Simon Gagné (à droite) a rappelé l’importance d’avoir un bon capitaine pour mener l’équipe comme l’a fait Alain Rioux au fils des ans au Pro-Am Gagné-Bergeron.

Alain Rioux: un bénévole soucieux de l’esprit d’équipe

Né dans le quartier Saint-Sauveur de Québec, ancien joueur de hockey dans les différents niveaux au Québec jusqu’à joueur professionnel en Europe, Alain Rioux a développé une mentalité de joueur d’équipe au point de vouloir s’effacer devant les honneurs pour laisser toute la place aux autres.

Pourtant, ses engagements au fil des ans dans différentes causes l’ont mené, au cours des 10 dernières années, à faire en sorte que l’organisation du Pro-Am Gagné-Bergeron atteigne ses objectifs pour venir en aide aux personnes dans le besoin.

Cette année, pour la dixième présentation de la partie amicale entre joueurs professionnels de la Ligue nationale de hockey et des amateurs de la région, le Pro-Am Gagné-Bergeron s’est déroulé dans l’amphithéâtre du Centre Vidéotron où 428 000 $ ont été amassés pour les cinq organisations bénéficiaires : Pignon Bleu, Leucan, Fondation Philippe Boucher, Fondation Maurice Tanguay et Fondation Simple Plan. En 10 ans, c’est quelque 1,5 million $ qui a été ainsi amassé.

Capitaine et bénévole

Ce fut aussi l’occasion pour Patrice Bergeron et Simon Gagné de souligner l’engagement de ce bénévole à la tête de l’organisation de l’événement. Présent lors de l’entrevue, Simon Gagné a rappelé l’importance d’avoir un bon capitaine pour mener l’équipe comme l’a fait Alain Rioux au fils des ans.

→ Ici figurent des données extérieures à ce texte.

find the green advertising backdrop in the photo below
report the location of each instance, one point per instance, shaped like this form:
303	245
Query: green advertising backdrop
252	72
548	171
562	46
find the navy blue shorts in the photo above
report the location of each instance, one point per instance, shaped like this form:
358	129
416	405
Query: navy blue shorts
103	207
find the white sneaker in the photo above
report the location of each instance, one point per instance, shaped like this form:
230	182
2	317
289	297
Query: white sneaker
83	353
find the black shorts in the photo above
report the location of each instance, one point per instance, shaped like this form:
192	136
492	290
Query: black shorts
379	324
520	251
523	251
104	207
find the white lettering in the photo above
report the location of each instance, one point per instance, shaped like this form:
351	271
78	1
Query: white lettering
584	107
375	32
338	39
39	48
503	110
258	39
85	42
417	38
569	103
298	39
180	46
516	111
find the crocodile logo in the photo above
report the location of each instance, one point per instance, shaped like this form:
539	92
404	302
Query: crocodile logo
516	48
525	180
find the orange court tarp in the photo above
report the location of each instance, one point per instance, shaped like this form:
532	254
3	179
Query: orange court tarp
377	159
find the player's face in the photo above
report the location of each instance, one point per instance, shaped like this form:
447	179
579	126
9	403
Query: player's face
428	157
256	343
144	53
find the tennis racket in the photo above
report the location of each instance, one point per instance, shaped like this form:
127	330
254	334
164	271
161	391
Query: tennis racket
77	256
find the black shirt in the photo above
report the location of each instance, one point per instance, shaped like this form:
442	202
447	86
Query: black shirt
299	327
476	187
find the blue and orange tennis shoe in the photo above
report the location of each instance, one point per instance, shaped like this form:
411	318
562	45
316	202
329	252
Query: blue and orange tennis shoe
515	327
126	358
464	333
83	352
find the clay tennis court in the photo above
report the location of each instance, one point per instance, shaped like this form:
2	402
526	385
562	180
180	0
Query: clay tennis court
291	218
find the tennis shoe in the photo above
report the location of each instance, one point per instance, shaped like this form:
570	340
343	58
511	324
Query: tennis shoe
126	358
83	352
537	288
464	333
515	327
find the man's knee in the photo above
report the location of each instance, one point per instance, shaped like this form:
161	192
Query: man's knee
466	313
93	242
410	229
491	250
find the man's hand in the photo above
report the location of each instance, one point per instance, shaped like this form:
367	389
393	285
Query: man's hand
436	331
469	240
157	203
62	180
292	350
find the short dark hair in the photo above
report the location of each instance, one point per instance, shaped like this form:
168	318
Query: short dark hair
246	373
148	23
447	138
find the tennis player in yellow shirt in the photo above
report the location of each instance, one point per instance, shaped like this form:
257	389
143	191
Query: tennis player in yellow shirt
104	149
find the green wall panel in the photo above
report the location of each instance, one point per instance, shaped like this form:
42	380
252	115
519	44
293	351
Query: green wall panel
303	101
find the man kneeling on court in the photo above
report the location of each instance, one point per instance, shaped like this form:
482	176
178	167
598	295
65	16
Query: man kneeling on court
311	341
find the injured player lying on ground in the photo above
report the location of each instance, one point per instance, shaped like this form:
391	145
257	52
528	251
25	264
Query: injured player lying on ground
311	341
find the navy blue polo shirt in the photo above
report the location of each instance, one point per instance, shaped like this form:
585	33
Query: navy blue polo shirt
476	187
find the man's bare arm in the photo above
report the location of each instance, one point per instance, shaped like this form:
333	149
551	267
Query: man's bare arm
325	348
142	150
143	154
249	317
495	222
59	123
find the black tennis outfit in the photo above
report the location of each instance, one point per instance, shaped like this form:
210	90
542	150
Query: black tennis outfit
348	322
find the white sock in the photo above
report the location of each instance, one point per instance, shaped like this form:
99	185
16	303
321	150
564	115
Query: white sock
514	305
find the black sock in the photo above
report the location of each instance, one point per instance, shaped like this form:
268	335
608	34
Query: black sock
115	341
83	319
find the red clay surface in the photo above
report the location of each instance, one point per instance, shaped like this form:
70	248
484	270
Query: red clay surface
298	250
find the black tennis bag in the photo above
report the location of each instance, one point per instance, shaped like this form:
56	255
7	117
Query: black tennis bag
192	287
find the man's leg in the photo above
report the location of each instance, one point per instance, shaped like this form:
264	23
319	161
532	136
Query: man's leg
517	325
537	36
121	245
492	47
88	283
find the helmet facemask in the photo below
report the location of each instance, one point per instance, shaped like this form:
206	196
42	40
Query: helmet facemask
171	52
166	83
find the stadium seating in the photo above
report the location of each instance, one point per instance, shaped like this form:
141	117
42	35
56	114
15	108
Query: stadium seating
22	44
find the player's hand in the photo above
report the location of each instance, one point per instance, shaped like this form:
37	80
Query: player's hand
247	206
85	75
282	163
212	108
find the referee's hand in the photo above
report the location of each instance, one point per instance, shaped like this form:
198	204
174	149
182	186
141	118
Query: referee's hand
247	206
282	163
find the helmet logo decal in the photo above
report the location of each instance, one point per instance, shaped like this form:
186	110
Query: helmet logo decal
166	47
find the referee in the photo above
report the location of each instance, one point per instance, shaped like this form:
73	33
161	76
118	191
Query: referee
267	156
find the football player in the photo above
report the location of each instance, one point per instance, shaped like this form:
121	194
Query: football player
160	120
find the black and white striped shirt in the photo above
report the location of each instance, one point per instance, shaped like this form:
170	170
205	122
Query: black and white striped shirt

L’idée du match de hockey est venue de deux organisateurs du tournoi de golf de Simon Gagné. Au départ pour mettre l’idée en branle, il y avait Pierre Gagné, père de Simon, et Jos Faucher. Pierre Gagné demande à Alain Rioux et à son cousin Claude Rioux de travailler aussi à démarrer le projet.

Lorsque Pierre Gagné est décédé il y a quatre ans, il fallait quelqu’un pour continuer l’œuvre comme chef d’équipe. «Alain était le mieux placé pour remplacer mon père, affirme Simon Gagné. Il a étonné tout le monde, de sorte que le Pro-Am a pu continuer et s’améliorer année après année.»

D’ailleurs, peu de temps avant de mourir, Pierre Gagné avait fait promettre à Alain Rioux de poursuivre l’œuvre qu’ils avaient mise sur pied à quatre personnes. Il lui a dit : continue la mission! «Il était proche de la mort, mais il pensait à la mission, ajoute M. Rioux. J’ai beaucoup appris avec Pierre. Surtout de ne pas être gêné pour demander aux gens» de contribuer et de participer.

Aujourd’hui, l’équipe de bénévole compte une vingtaine de personnes pour les divers volets de l’événement passé du complexe sportif de L’Ancienne-Lorette au Centre Vidéotron.

Les joueurs de la ligue nationale et «les anciens joueurs comme moi, nous avons beau utiliser notre notoriété pour attirer des amateurs et des donateurs, mais il faut des gens comme Alain» pour que l’organisation fonctionne rondement, affirme M. Gagné.

Alain Rioux n’est pas à ses premiers pas dans le bénévolat et la bienveillance envers des gens dans le besoin. Avec son cousin Claude Rioux depuis 20 ans, les deux hommes sont engagés dans l’œuvre du Pignon Bleu. 

Donner au suivant

«Nous avons pris conscience que, chaque matin à Québec, il y a 5000 enfants qui arrivent en classe sans avoir mangé. Ça n’a pas de sens que cela existe encore en 2018. Depuis 20 ans, c’est encore ainsi. J’ai grandi dans Saint-Sauveur, j’ai été au Patro Laval et à l’école Cardinal-Roy. Ma mère habite toujours le quartier. Et ce qui m’étonne, c’est de voir que la pauvreté n’a pas disparu avec le temps. Même si elle a changé de visage, on dirait que c’est pire encore», exprime-t-il.

Pour lui, il y a une question d’équité. Du moins un essai d’équilibrer un peu les choses. «La vie m’a gâté, avance-t-il, et j’ai envie de redonner. Ça donne un sens à ma vie.» Il raconte alors que 1000 billets pour le Pro-Am ont été distribués au Patro Laval et aux jeunes du quartier afin qu’ils puissent participer à un événement où ils auraient du plaisir.